【Ferro-alloys.com】Crude oil futures climbed for a fifth day in mid-morning trade in Asia Jan. 7, as reports of supply disruptions in North America and Kazakhstan fed the narrative of a severely tightening oil market and headed off concerns about the pandemic.
At 10:26 am Singapore time (0226 GMT), the ICE March Brent futures contract was up 54 cents/b (0.66%) from the previous close at $82.53/b, while the NYMEX February light sweet crude contract rose 53 cents/b (0.67%) at $79.99/b.
"Oil prices continue to edge higher on the back of supply concerns," said ING analysts Warren Patterson and Wenyu Yao in a Jan. 7 note, citing supply disruptions in North America and Kazakhstan.
Western Canada has been in the middle of a deep freeze for the last two weeks, leading to malfunctioning equipment and slowing production in the country's key Alberta oil sands fields as temperatures drop to as low as minus 40 degrees Celsius.
In the US, oil production in North Dakota's Bakken field has also been crippled due to the cold, media reports indicated.
The 590,000 b/d Keystone pipeline, which ships crude from Alberta to the US Midwest, was also temporarily shut Jan. 4, though it has since come back online the following day Jan. 5, operator TC Energy said.

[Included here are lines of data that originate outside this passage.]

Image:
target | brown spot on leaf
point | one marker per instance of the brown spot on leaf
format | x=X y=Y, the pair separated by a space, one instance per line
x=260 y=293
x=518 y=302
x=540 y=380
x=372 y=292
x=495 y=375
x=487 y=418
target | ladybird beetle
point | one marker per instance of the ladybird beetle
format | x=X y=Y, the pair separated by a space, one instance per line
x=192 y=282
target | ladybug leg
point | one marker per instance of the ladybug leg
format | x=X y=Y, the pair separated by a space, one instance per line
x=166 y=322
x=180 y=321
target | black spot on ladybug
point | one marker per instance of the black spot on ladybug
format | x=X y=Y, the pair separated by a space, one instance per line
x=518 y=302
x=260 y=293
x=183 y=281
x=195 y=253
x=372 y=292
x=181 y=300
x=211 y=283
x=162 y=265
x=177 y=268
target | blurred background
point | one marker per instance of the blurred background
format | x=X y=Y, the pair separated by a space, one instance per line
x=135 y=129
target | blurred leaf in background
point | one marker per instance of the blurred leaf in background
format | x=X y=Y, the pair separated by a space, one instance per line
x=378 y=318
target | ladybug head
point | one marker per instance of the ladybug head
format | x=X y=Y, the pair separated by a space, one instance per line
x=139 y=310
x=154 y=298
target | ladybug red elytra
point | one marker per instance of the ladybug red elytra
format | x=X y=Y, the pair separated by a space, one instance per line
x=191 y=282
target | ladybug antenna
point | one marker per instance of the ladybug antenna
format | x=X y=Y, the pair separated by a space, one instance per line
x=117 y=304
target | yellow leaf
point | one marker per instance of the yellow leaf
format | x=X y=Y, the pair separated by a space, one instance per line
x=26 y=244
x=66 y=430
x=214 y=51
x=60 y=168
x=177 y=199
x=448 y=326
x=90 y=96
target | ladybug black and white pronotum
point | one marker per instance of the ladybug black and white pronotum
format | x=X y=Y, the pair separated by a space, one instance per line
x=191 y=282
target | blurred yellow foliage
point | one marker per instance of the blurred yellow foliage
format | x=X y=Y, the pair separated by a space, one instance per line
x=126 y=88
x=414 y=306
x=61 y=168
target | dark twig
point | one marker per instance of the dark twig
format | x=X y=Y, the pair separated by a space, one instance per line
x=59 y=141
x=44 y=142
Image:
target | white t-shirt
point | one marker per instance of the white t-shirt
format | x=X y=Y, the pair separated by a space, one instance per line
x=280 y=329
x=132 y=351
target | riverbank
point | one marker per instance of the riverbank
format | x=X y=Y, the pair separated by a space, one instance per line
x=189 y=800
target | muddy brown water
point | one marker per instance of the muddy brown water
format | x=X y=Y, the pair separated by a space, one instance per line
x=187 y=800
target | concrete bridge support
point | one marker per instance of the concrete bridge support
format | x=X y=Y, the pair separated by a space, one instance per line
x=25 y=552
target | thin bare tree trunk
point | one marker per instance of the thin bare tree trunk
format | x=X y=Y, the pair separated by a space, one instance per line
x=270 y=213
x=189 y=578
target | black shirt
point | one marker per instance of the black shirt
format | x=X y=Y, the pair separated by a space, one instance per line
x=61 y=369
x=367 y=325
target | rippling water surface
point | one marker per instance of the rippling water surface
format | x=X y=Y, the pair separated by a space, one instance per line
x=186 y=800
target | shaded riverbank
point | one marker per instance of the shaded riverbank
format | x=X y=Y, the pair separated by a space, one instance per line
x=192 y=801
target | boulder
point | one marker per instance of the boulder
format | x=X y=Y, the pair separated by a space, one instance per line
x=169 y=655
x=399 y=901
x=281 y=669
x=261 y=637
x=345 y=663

In Central Asia, Kazakhstan, a non-OPEC producer participating in the OPEC+ output agreement and currently producing 1.6 million b/d, has been thrust into turmoil as security forces engage in violent clashes with demonstrators protesting high fuel costs.
The operator of Kazakhstan's highest-producing oil field, Tengiz, said Jan. 6 a logistics issue had caused it to adjust production levels at the site, which is the biggest source of the CPC crude export blend.
The reports have kept a firm floor under oil prices in the week starting Jan. 2 and headed off any lingering concerns about the impact of the omicron variant of the coronavirus on oil demand.
Intra-day declines earlier in the week have quickly reversed direction later in the trading session, with prices subsequently settling higher.
"Energy traders are growing very confident this market will remain very tight and now that omicron worries have eased oil prices could have an easy path towards the highs seen in November," said OANDA senior market analyst Edward Moya in a note Jan. 7.